Our intent is that this course provide a welcoming environment for all students who satisfy the prerequisites. Our TAs have undergone training in diversity and inclusion; all members of the CS community, including faculty and staff, are expected to treat one another in a professional manner. If you feel you have not been treated in a professional manner by any of the course staff, please contact either the instructor, James, or the department chair, Prof. Cetintemel. If you have a diversity issue, please contact Laura Dobler, or speak to a student advocate for diversity and inclusion. We will take all complaints about unprofessional behavior seriously.

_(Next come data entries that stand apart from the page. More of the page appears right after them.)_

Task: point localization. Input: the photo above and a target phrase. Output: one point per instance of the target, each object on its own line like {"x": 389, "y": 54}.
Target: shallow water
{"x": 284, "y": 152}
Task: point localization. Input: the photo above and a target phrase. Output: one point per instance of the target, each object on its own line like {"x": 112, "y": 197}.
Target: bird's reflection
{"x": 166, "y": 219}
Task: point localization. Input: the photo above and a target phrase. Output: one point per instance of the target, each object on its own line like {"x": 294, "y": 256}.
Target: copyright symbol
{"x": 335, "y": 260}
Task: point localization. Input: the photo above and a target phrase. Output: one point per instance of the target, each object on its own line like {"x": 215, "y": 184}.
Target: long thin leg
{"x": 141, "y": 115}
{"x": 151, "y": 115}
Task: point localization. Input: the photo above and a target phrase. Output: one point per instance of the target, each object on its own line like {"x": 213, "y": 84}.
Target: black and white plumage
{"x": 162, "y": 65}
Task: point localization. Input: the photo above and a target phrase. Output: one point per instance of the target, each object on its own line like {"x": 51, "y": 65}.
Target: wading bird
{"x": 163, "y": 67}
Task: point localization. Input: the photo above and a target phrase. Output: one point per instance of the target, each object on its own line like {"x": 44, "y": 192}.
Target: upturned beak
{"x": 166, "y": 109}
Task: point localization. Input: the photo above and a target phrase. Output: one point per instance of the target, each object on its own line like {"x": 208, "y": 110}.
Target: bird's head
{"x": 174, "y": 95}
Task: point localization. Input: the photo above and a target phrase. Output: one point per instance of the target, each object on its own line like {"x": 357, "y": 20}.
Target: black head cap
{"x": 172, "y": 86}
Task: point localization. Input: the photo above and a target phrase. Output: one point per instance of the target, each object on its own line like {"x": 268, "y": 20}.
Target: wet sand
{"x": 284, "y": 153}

Prof. Krishnamurthi has good notes on this area.
Academic dishonesty will not be tolerated. This includes cheating, lying about course matters, plagiarism, or helping others commit a violation. Plagiarism includes reproducing the words of others without both the use of quotation marks and citation. Students are reminded of the obligations and expectations associated with the Brown Academic and Student Conduct Codes.
Feel free to talk to your friends about the concepts in the projects, and work through the ideas behind problems together, but be sure to always write your own code and perform your own write up. You are expected to implement the core components of each project on your own, but the extra credit opportunties often build on third party data sets or code. Feel free to include results built on other software, as long as you credit correctly in your handin and clearly demark your own work. In general, if you use an idea, text, or code from elsewhere, then cite it.

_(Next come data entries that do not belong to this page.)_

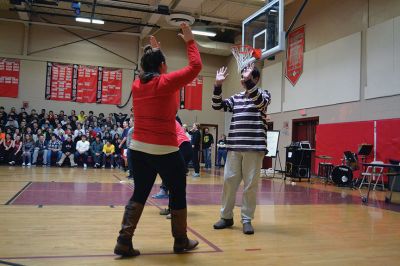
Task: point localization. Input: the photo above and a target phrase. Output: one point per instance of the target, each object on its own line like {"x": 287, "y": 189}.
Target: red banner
{"x": 61, "y": 82}
{"x": 9, "y": 77}
{"x": 87, "y": 84}
{"x": 295, "y": 55}
{"x": 110, "y": 86}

Brown University is committed to full inclusion of all students. Please inform me if you have a disability or other condition that might require accommodations or modification of any of these course procedures. You may email me, come to office hours, or speak with me after class, and your confidentiality is respected. We will do whatever we can to support accommodations recommended by SEAS. For more information contact Student and Employee Accessibility Services (SEAS) at 401-863-9588 or .
Being a student can be very stressful. If you feel you are under too much pressure or there are psychological issues that are keeping you from performing well at Brown, we encourage you to contact Brown's Counseling and Psychological Services. They provide confidential counseling and can provide notes supporting extensions on assignments for health reasons.
We expect everyone to complete the course on time. However, we certainly understand that there may be factors beyond your control, such as health problems and family crises, that prevent you from finishing the course on time. If you feel you cannot complete the course on time, please discuss with James Tompkin the possibility of being given a grade of Incomplete for the course and setting a schedule for completing the course in the upcoming year.
Thanks to Prof. Doeppner for the text on accommodation, mental health, and incomplete policy.
Laptops are discouraged, please, except for class-relevant activities, e.g., to help answer questions and show items relevant to discussion. No social media, email, etc., because it distracts not just you but other students as well. Read Shirky on this issue ("Why I Just Asked My Students to Put Their Laptops Away"), or Rockmore ("The Case for Banning Laptops in the Classroom").
We will release course lecture material online. In considering laptop use for note taking, please be aware that research has shown note taking on paper to be more efficient than on a laptop keyboard (Mueller and Oppenheimer), as it pushes you to summarize the content instead of transcribe it.